On My Own In Asia/7
Greeneville native Marshall Harbison, 25, has returned to the U.S. and is now in Greeneville after a four-month solo backpacking journey, self-financed and self-directed, through several countries in Southeast Asia.
A daughter of Steve and Sally Harbison of this community and a 2010 graduate of Wofford College, she has been living and working in Atlanta for the last two years.
At various times during November, December and January, she shared highlights of her unusual journey with Greeneville Sun readers through a series of e-mailed columns sent from the countries to which the trip took her.
Now back at home for a while, she is continuing her series of columns based on notes and photos from her trip.
BY MARSHALL HARBISON
My first spell of illness began the day my friends Nico and Diego left for Vietnam, which also happened to be two days before Thanksgiving.
After the running water stopped working in the guest house where we had been staying, I decided it might be time for an upgrade -- to a place with air conditioning, cable TV and hot water. SCORE.
All of these things were very helpful, as I was stuck in the room for about five days. I'll spare you the details, but as it turned out, my affliction turned out to be a blessing in disguise.
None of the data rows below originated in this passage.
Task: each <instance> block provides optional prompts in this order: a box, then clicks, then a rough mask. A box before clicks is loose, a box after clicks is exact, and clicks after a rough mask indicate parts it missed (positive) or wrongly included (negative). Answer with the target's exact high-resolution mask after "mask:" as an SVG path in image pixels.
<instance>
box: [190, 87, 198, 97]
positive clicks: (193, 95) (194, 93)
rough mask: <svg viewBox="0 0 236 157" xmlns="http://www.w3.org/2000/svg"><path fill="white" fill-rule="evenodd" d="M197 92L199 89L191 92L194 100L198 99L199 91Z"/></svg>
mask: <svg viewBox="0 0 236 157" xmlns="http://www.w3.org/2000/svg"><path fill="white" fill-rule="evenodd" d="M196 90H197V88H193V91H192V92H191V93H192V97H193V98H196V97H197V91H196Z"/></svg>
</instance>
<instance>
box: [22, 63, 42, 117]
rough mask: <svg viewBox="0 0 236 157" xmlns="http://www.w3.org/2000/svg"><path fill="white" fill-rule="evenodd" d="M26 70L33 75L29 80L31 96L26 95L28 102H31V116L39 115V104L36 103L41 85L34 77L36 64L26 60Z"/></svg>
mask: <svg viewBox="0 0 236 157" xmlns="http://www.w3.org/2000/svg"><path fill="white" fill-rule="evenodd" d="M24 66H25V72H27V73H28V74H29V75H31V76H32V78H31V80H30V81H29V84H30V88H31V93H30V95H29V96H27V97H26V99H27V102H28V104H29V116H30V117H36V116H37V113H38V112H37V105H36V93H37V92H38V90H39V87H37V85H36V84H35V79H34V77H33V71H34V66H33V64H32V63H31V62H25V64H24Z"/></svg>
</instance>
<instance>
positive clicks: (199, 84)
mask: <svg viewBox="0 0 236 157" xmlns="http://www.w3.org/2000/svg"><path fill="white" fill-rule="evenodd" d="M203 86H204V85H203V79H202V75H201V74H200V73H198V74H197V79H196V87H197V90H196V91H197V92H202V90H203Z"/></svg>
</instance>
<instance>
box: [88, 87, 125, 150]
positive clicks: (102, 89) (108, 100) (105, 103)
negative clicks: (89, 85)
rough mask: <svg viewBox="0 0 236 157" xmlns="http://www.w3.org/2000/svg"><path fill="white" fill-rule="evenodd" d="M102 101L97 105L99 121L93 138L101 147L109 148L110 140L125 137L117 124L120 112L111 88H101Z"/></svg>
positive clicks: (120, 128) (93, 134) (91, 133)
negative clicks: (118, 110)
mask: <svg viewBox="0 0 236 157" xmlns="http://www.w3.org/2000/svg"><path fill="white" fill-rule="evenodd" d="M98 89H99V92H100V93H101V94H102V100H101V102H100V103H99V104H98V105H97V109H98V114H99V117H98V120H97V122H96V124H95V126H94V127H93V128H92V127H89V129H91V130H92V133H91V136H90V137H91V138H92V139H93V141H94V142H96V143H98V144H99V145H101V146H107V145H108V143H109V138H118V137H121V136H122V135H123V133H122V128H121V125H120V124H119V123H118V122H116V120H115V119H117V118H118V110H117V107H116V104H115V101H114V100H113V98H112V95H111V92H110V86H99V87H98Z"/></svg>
Once I was able to stumble out into the light of day, I found myself at a home-made noodle shop across the street. After all, I'd been ill. I didn't want to stray TOO far from my room -- just in case.
What first caught my eye about this noodle shop was the man at the stand, shaping noodles with his fingers. It reminded me of the Smoky Mountain Taffy shops in Gatlinburg -- so enticing!
As I sat down, I noticed that the walls were covered with pictures of happy children and signs that read, "Volunteer at Palm School of Tom Village. Ask Mr. Sombath."
I had been searching for volunteer opportunities during my time in Cambodia, but hadn't been able to find one that required less than a three-month commitment. Palm School, however, asked that English speakers help as long as they could.
So I decided to spend my final week in Cambodia as a volunteer to help teach English to the children of Palm School.
Mr. Sombath is from Tom Village in the Takeo Privince, which is in southern Cambodia, but now lives with his wife and two sons in Phnom Penh. Two years ago, he started a school in his home village that allows children from ages 5 to 18 to take English classes every day for free.
The school is made up of five classes of 180 students (from five different villages) and three teachers, all of whom speak minimal English.
He is trying to build up his volunteer program so the children have a better chance at learning the language and, therefore, have more opportunity to find jobs and potentially escape the cycle of poverty.
He has a few sponsors overseas who have allowed him to build three bamboo huts for classes (with two fans in each) and buy second-hand desks. Other than the few sponsors, Sombath advertises his charity in his restaurant and by word of mouth.
I decided to stay in the village to volunteer for only five days, since my Cambodian visa would end in one week.
The only people in the village (besides Sombath) who were able to speak some English were his niece, Xing Xing, and three of her friends.
Xing Xing rides her bicycle for 45 minutes to her high school every day, where she studies history, math and science. In addition, she takes English and Chinese lessons in order to become a tour guide at the Angkor Temples.
Xing Xing has only left her village on a few occasions when she was a young girl to attend the annual water festival in Phnom Penh. Though she has never had the luxury of visiting Angkor, I have no doubt that she will achieve her goal.
When she isn't studying, she helps her mother with the food stand her family runs outside their house.
The day after I arrived in Tom Village, two other volunteers joined me. Daniella is from Sweden and Steven is from Germany, but they met while working in Australia in 2011.
I was glad that they came, so we were able to teach every class; they taught two long classes together, while I taught three short ones.
My classes ranged from very beginning English to about intermediate English. We worked on vocabulary and sentence structure, but always ended with a game or a song. They especially loved Hangman and "If You're Happy and You Know It."
All of the students were involved in class activities and eager to read and answer questions. I even received notes from several, thanking me for teaching them.
My Thanksgiving was changed forever.